Stage 1: Be a baby and, you know, poop and pass gas and nurse and scream and cry havoc and let slip the dogs of war (forcing parental evacuation) and sleep and look incredibly adorable. Get held by nice people. Distract people with your cuteness and antics as often as possible.
Stage 2: Play quietly on the floor with toys. Get reminded to play quietly twenty times. Learn to interpret insistent hand gestures that mean play quietly.
Stage 3: Sit in a chair and draw whatever you want including ENDLESS Tolkien/Narnia/Wingfeather maps, men, weaponry, Lego versions, Angry Bird versions, etc., to the edge of doom. Look at books, sleep.
Stage 4: Sit and listen, but you can draw things related to what is happening, or being said. Mostly engaged, but not totally attentive.
Stage 5: Take notes of repeated phrases, things that stand out. Draw related pictures, basically follow in text, listen well. Resist the temptation to draw unrelated material. Stay engaged.
That’s as far as we’ve gotten so far.
OK, so our oldest son was six and probably at stage 4.5 at the time of this event. He was listening pretty closely as one of our pastors talked about how we all screw up –in parenting, in life. Then he passed this note to me.
I guess one thing I’ve drilled into his head is a high regard for silliness.
Obviously, I’m ignoring this advice…
I keep my kids’ artwork in a special place. It’s called the trash can. Just kidding. But seriously.
— sammy rhodes (@prodigalsam) May 26, 2013
Another of his notes from past Bible studies (at home this time) was this gem produced after we explored Elijah on Mt. Carmel, taunting the prophets of Baal.

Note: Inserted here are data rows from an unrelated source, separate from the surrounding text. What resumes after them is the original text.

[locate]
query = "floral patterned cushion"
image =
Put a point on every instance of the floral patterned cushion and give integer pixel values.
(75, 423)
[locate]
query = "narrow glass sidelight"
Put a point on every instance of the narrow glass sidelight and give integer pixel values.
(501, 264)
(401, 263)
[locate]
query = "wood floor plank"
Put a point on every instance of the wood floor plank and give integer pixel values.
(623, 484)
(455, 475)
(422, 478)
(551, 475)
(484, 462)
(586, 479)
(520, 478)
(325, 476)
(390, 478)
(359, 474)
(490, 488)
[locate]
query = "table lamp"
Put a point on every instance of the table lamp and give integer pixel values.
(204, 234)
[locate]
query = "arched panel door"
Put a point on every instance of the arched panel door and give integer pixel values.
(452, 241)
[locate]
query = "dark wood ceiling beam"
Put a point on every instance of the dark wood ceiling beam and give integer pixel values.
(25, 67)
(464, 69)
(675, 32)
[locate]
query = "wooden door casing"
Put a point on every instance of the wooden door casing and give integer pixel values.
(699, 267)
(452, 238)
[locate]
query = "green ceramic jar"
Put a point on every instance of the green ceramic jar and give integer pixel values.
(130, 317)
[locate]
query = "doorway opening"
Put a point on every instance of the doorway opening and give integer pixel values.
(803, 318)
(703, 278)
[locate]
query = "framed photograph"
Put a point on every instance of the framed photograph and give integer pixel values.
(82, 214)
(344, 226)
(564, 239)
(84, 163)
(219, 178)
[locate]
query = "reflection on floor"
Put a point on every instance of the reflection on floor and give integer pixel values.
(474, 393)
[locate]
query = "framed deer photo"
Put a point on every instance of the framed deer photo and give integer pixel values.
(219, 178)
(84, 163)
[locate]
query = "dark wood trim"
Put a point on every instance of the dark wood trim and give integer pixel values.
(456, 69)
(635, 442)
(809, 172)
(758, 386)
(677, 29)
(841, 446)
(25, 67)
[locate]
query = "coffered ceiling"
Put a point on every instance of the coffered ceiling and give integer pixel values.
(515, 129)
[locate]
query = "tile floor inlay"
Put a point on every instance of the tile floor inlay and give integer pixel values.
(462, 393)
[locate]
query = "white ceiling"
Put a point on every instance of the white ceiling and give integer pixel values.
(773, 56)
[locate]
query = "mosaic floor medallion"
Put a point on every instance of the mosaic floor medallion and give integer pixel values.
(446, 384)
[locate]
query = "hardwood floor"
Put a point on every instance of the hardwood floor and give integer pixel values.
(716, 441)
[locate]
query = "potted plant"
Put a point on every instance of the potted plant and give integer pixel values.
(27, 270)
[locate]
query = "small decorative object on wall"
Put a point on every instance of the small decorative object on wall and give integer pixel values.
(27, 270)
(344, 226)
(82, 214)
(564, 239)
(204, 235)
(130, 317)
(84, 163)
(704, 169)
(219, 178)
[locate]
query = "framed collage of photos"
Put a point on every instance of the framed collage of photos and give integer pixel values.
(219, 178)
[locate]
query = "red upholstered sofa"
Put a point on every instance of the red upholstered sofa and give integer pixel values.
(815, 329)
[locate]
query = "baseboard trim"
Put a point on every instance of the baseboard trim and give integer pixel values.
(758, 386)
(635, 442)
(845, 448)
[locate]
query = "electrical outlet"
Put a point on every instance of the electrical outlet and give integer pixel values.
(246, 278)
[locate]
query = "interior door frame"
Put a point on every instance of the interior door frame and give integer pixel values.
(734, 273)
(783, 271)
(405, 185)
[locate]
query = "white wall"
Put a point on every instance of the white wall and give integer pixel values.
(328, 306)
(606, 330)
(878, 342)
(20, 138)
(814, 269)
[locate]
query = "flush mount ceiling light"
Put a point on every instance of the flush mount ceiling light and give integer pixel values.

And at noon Elijah mocked them, saying, “Cry aloud, for he is a god. Either he is musing, or he is relieving himself, or he is on a journey, or perhaps he is asleep and must be awakened.” ( from 1 Kings 18)
His drawing has improved. His spelling, well, we’ve got time to work on that. I like to think of his approach as Classical, predating sight-spelling.
He is old skool, like his dad. Scrood up.
But I have some consolation. This is another picture he drew of the two of us.
No laughter when he handed this one to me.
Love. Joy. Unuty!
That’s the aim. And I’m happy to see it in his own hand. Of course, there’s lots of “scrooing” up along the way.
I resist turning this funny post all “lessony,” but hey, God is great.
And he really is on the scene. The God we call out to in our (very real) parenting inadequacy is the God of Elijah. The Lord, he is God. He aims to build into our lives the same unity he has always experienced in the Trinity. We are invited into that same happy, unifying love and asked to be like that in the world. (Not act like that. Be like that. Be who we are –who we are becoming.) Our Triune God is great. He is active in our families.
And he does not take bathroom breaks.